Some improvement in this respect was rendered possible by the Act of 1851, which enacted that whatever trade or business might occasion noxious or offensive effluvia, or otherwise annoy the inhabitants of its neighbourhood, “shall” be required to employ the best known means for preventing or counteracting such annoyance.
But the remedy scarcely appears to have been availed of or enforced, and “greater London” was, as usual, excluded from the Act.
Another more constant pollution of the air was that resulting from intramural burial. “Overcrowding” in the “City” was not limited to the living; it extended even to the dead, and though the dead themselves had passed beyond any further possible harm from it, yet their overcrowding affected disastrously those they had left behind. Here the evils already described as existing in “greater London” existed also in acute form. Two thousand bodies or more were interred each year actually within the “City” area, and the burial grounds were densely packed. And “in all the larger parochial burying grounds, and in most others, the soil was saturated with animal matter undergoing slow decomposition.”

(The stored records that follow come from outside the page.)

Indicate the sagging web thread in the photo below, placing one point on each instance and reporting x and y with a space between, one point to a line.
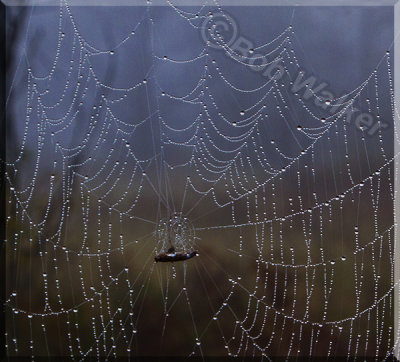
279 229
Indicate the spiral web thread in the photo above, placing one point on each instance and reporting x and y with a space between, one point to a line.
294 229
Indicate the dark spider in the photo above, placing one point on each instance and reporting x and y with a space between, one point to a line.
171 255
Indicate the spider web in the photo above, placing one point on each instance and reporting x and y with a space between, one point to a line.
131 142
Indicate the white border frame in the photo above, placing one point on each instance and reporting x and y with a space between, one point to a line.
396 10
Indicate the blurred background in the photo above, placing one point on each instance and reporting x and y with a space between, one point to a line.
120 119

And the vaults beneath the churches were “in many instances similarly overloaded with materials of putrefaction, and the atmosphere which should have been kept pure and without admixture for the living, was hourly tainted with the fœtid emanations of the dead….”
In Dr. Simon’s words:—
“Close beneath the feet of those who attend the services of their church there often lies an almost solid pile of decomposing human remains, heaped as high as the vaulting will permit, and generally but very partially coffined.”

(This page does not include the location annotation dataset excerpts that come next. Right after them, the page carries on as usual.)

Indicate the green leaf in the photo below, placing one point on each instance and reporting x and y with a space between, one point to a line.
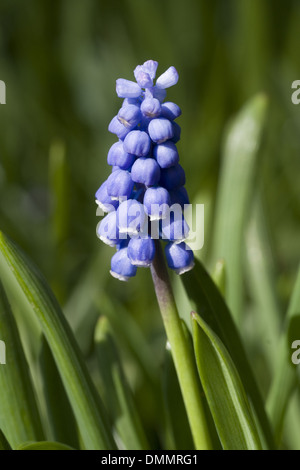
4 444
59 412
116 392
237 182
285 379
19 416
224 390
219 276
208 302
44 445
178 429
260 271
86 403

The Metropolitan Burials Act of 1852 effected a great improvement in this respect by putting a term to the indefinite perpetuation of this horrible evil. It gave the Secretary of State power to prohibit further intramural burials, and it gave the “City,” and other local authorities, the power to establish burial places beyond the boundaries of the metropolis. But, even when thus stopped, years had to elapse before the condition of intramural burial grounds and vaults would cease to vitiate the air around them.[41]